🤖 AI Summary
Current large language models lack validation mechanisms for treatment planning, often generating coarse, incomplete, or unsafe recommendations. To address this limitation, this work proposes the first self-iterative agent framework tailored for therapeutic planning, which emulates expert revision through a closed-loop reasoning process of generation, evaluation, and optimization. The framework incorporates TheraJudge, a domain-specific evaluation module that dynamically enforces clinical standards during planning. Experimental results demonstrate that the proposed method achieves state-of-the-art accuracy and completeness on HealthBench. In expert evaluations, it outperforms human physicians with an 86% win rate, exhibiting particular strengths in treatment specificity and harm mitigation. Moreover, TheraJudge’s assessments show strong alignment with established clinical benchmarks.
📝 Abstract
Formulating a treatment plan is inherently a complex reasoning and refinement task rather than a simple generation problem. However, existing large language models (LLMs) mainly rely on one-shot output without explicit verification, which may result in rough, incomplete, and potentially unsafe treatment plans. To address these limitations, we propose TheraAgent, an agentic framework that replaces one-shot generation with an iterative generate-judge-refine pipeline. By mirroring the actual reasoning process of human experts who iteratively revise treatment plans, our framework progressively transforms coarse and incomplete drafts into precise, comprehensive, and safer therapeutic regimens.
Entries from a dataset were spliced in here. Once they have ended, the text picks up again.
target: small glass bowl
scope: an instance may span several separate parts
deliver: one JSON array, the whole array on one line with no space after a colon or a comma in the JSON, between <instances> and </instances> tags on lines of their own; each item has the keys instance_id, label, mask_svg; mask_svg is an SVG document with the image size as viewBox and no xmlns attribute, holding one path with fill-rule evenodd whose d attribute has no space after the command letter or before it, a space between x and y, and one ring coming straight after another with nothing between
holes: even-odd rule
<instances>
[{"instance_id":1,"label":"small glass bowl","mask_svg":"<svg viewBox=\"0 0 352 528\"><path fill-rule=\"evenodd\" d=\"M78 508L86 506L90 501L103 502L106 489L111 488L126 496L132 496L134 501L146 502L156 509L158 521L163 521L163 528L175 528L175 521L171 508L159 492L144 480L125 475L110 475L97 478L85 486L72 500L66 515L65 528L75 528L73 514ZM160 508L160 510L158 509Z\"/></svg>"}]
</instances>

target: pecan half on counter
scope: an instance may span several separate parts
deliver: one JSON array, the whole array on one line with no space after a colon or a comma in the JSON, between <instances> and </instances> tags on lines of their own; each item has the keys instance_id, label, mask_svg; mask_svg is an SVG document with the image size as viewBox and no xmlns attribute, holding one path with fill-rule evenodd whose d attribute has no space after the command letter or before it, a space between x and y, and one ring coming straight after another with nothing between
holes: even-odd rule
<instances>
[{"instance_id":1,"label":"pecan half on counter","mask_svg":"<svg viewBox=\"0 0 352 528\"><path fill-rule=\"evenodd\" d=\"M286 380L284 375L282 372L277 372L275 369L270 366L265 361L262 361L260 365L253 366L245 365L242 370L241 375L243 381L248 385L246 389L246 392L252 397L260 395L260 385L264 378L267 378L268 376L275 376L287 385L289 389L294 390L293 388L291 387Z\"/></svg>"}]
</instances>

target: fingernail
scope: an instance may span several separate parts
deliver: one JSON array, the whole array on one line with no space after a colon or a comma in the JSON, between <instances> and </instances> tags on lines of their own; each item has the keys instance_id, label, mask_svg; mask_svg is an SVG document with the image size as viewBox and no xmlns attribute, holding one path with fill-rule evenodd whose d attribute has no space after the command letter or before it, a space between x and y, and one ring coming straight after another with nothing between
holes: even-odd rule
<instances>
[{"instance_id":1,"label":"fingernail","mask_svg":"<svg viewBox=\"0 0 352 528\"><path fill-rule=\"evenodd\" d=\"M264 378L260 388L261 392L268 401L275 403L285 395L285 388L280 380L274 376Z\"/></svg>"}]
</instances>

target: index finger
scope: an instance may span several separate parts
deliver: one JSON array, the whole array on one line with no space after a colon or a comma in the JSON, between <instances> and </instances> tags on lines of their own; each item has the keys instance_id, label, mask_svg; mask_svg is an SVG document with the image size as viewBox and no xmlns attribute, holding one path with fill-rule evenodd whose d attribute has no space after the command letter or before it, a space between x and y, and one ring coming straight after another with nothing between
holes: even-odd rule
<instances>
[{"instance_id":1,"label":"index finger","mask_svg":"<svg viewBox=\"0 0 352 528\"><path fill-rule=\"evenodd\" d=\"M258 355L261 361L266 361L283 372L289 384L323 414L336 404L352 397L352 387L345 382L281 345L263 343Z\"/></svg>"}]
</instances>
To facilitate the critical judge component, we introduce TheraJudge, a treatment-specific evaluation module integrated into the inference loop to enforce clinical standards. Experiments show TheraAgent achieves state-of-the-art results on HealthBench, leading in Accuracy and Completeness. In expert evaluations, it attains an 86% win rate against physicians, with superior Targeting and Harm Control. Moreover, the highly agreement between TheraJudge and HealthBench evaluations confirms the reliability of our framework.